You’re the one that wants something more, so are getting jealous/hurt as he does his own thing etc. As others have said, just end it and move on as you’re only hurting yourself. He isn’t going to be the man you’re hoping for.

Also - he doesn’t count you as a ‘mate’ as he sees you as a shag/friends with benefits sort of thing. He obviously doesn’t see you on the same level as his friends. This doesn’t mean that he wants anything more from you in terms of a relationship.

AGenericUsername · 13/08/2019 11:00

Ask him if you're exclusive and if you are an item if you're not mates. If he doesn't want to answer and backs away then you need to either accept it for what it is or walk away yourself. Stop playing games and sending him strange texts.

Boysey45 · 13/08/2019 11:59

I thought you were both teens before I read the whole thing.He sounds a prick, what middle aged man sends messages saying hes in a strange house help? Absolutely pathetic.
Theres plenty of men who will see you properly as a girlfriend, not just as a fuck OP. Leave this bellend to it.

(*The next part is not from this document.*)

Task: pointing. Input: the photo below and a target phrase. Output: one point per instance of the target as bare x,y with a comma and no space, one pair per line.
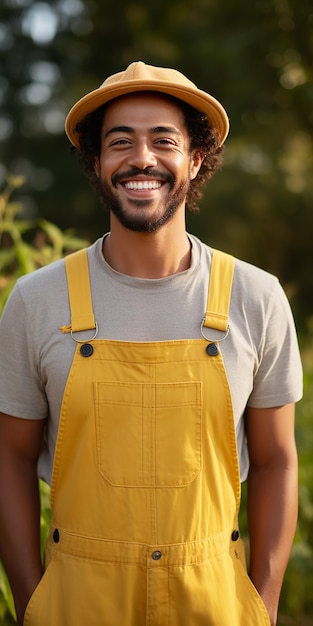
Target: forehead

Fuckface7 · 13/08/2019 12:30

If he is playing mind games and trying to make you jealous (which I doubt tbh), you should end it. If he's not, and just wants a casual FWB arrangement (most likely), but you don't, you should end it. No good can come of this. For your sanity and self respect, just end the whole arrangement and treat yourself to something nice, a great night out with your real friends or anything that will make you feel good. Just stop tormenting yourself. Please.

PoppingOneOutIn2020 · 13/08/2019 12:34

I cant help but feel like you gave him leverage with what you text him.

Maybe he was looking for a "do you think you'll be on the prowl too?" Type of text, to gauge where your boundaries are in this. But all you gave him was "go shag, dont catch an std" which opened a while new window for him.